Data Files. You can define both inline data and data in an external file.

Important: Inline data are limited to 1024 bytes per line; any data past that limit will be truncated. Consider moving the inline data to an external file and using MATRIX DATA FILE=<path/file> to avoid any possible data loss.

Data Format. By default, data are assumed to be entered in freefield format with each vector or row beginning on a new record (the keyword LIST on the FORMAT subcommand). If each vector or row does not begin on a new record, use the keyword FREE. You can also use FORMAT to indicate whether matrices are entered in upper or lower triangular or full square or rectangular format and whether or not they include diagonal values.

Variable Types. You can specify split-file and factor variables using the SPLIT and FACTORS subcommands. You can identify record types by specifying ROWTYPE_ on the VARIABLES subcommand if ROWTYPE_ values are included in the data or by implying ROWTYPE_ values on CONTENTS.

Basic Specification

The basic specification is VARIABLES and a list of variables. Additional specifications are required as follows:

  • FILE is required to specify the data file if the data are not inline.
  • If data are in any format other than lower triangular with diagonal values included, FORMAT is required.
  • If the data contain values in addition to matrix coefficients, such as the mean and standard deviation, either the variable ROWTYPE_ must be specified on VARIABLES and ROWTYPE_ values must be included in the data or CONTENTS must be used to describe the data.
  • If the data include split-file variables, SPLIT is required. If there are factors, FACTORS is required.

Specifications on most MATRIX DATA subcommands depend on whether ROWTYPE_ is included in the data and specified on VARIABLES or whether it is implied using CONTENTS.
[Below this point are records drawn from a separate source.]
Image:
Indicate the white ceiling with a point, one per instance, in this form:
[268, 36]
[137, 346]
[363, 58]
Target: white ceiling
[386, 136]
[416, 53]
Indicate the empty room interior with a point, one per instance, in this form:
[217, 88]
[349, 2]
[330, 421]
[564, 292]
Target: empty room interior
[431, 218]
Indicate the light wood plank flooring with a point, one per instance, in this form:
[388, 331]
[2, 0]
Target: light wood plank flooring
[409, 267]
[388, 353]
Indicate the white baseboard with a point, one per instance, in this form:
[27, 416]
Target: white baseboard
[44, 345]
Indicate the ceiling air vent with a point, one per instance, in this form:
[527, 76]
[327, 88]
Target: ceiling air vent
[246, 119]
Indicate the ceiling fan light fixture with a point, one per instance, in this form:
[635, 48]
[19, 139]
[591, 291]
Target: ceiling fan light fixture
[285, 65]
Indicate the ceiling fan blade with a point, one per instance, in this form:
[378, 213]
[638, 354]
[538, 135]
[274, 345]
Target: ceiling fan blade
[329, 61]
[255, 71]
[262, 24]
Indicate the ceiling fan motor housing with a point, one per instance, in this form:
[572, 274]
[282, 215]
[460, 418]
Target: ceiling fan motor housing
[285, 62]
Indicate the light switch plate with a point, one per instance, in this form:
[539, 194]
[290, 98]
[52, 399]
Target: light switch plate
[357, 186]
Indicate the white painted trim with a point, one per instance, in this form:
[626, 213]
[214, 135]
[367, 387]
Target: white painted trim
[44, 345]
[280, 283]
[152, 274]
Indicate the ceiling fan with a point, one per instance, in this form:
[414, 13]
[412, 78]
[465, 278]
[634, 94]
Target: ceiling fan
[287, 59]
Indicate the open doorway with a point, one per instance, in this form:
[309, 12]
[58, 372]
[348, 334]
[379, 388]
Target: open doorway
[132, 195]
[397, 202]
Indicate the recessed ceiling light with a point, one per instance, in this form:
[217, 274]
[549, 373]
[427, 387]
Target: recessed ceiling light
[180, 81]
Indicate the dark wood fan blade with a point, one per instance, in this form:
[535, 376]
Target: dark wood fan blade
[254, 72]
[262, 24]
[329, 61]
Table 1. Subcommand requirements in relation to ROWTYPE_
Subcommand Implicit ROWTYPE_ using CONTENTS Explicit ROWTYPE_ on VARIABLES
FILE Defaults to INLINE Defaults to INLINE
VARIABLES Required Required
FORMAT Defaults to LOWER DIAG Defaults to LOWER DIAG
SPLIT Required if split files* Required if split files
FACTORS Required if factors Required if factors
CELLS Required if factors Inapplicable
CONTENTS Defaults to CORR Optional
N Optional Optional

* If the data do not contain values for the split-file variables, this subcommand can specify a single variable, which is not specified on the VARIABLES subcommand.

Subcommand Order

  • SPLIT and FACTORS, when used, must follow VARIABLES.
  • The remaining subcommands can be specified in any order.

Syntax Rules

  • No commands can be specified between MATRIX DATA and BEGIN DATA, not even a VARIABLE LABELS or FORMAT command. Data transformations cannot be used until after MATRIX DATA is executed.